Figure 3. Actin retrograde flow and traction strain energy of U251 glioma cells versus ECFNs.

(a) Representative fluorescent image of an EGFP-actin U251 glioma cell on a 100 kPa polyacrylamide gel. The boxed region represents an area selected for an actin flow kymograph. (b) Actin flow kymograph for a U251 glioma cell on a 100 kPa polyacrylamide gel. Horizontal bar is 2 μm. Vertical bar is 30 s. (c) Embryonic chick forebrain neuron (ECFN; data taken from Chan and Odde7) and U251 glioma cell actin retrograde flow versus substrate stiffness. U251 actin flow has a minimum between 9 and 200 kPa (P=0.004). (d) Representative phase-contrast images with traction field overlays of an ECFN and a U251 glioma cell on 700 Pa polyacrylamide gels. Traction vectors were thinned fourfold for ease of visualization. (Inset) Region of ECFN with traction vectors expanded by 60-fold. (e) Mean strain energy of ECFNs and U251 glioma cells on 700 kPa polyacrylamide gels. U251 strain energy is significantly higher than for ECFNs (P=10–24). (f) U251 stain energy has a maximum between 4.6 and 20 kPa (P=0.0002). ECFN data were adapted from Chan and Odde. All error bars are s.e.m. The number of observations for each experiment can be found in Supplementary Table 3.

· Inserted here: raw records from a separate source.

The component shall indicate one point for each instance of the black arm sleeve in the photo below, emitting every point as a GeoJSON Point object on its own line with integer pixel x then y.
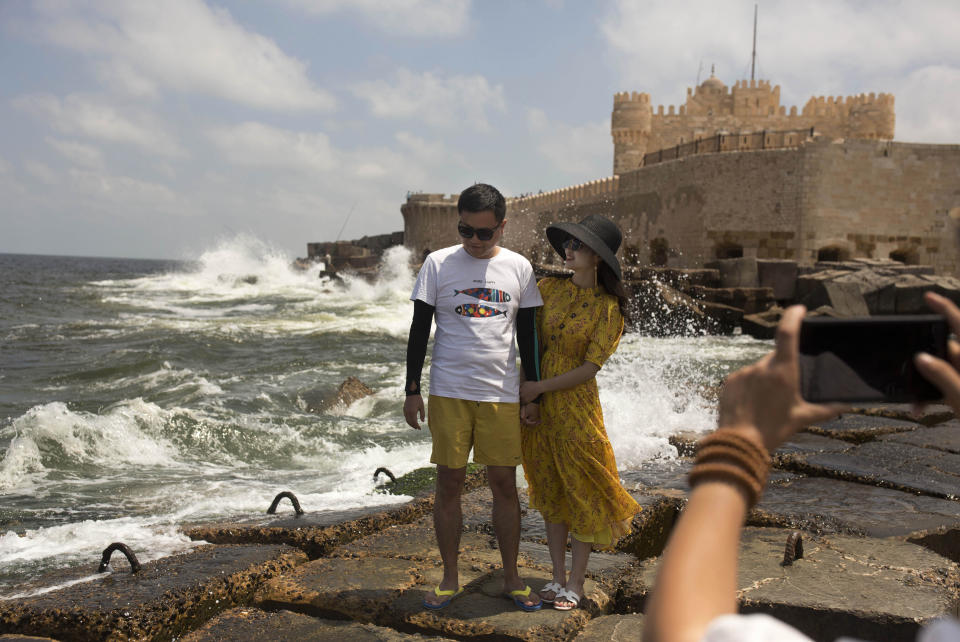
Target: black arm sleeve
{"type": "Point", "coordinates": [417, 344]}
{"type": "Point", "coordinates": [528, 344]}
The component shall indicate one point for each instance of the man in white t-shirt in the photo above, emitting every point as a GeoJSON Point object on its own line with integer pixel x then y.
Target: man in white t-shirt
{"type": "Point", "coordinates": [482, 295]}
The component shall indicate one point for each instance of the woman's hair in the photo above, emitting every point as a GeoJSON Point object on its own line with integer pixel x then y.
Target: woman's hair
{"type": "Point", "coordinates": [614, 286]}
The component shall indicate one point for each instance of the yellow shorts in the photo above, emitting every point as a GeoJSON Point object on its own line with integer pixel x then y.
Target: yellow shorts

Figure 4. Simultaneous inhibition of motors and clutches shifts the optimum stiffness to lower Young's modulus.

(a) Addition of both drugs shifted the minimum actin flow rate to ∼4.6 kPa. cylco(RGDfV) alone increased actin flow on both 4.6 and 100 kPa, while blebbistatin alone reduced actin flow on 4.6 kPa but not significantly on 100 kPa. The combined drug treatment reduced actin flow on 4.6 kPa but did not significantly affect actin flow on 100 kPa. (b) Addition of both drugs decreased traction strain energy by approximately fourfold on all stiffnesses. The maximum traction strain energy maintained its maximum at ∼9 kPa. However, the combined drug treatment increased the traction strain energy compared with either individual drug treatment on 4.6 kPa. (c) Addition of both drugs caused the maximum area to be ∼9 kPa. On 4.6 kPa, the addition of both drugs increased the cell area, while on 100 kPa they decreased the cell area. (d) Addition of both drugs did not shift the maximum aspect ratio. On 4.6 kPa, blebbistatin individually and both drugs combined increase the aspect ratio. None of the drugged cases had a significant effect on the aspect ratio on 100 kPa. (e) Simultaneous addition of 6 μM blebbistatin and 0.6 μM cyclo(RGDfV) shifts the potential maximum U251 glioma cell random motility coefficient to ∼4.6 kPa. On 4.6 kPa, addition of both drugs increases the random motility coefficient compared with the no drug, blebbistatin and cylco(RGDfV) cases. On 100 kPa, all three drugged cases are lower than the no drug case, but addition of both drugs increases the random motility coefficient compared with either single drug case. (f) A composite metric with corresponding Gaussian fit curves demonstrates the shifting in stiffness optimum among U251 glioma cells, U251 glioma cells treated with blebbistatin and cyclo(RGDfV) and ECFNs. Gaussian fit curves peaks show a statistically significant shift in the optimum stiffness for the untreated and treated U251 glioma cell composite metric (P=0.015). (g) Illustration of how same drug treatment may result in opposite effects in different mechanical environments. P values for all bar chart comparisons are presented in Supplementary Table 4. All error bars are s.e.m. The number of observations for each experiment can be found in Supplementary Table 3.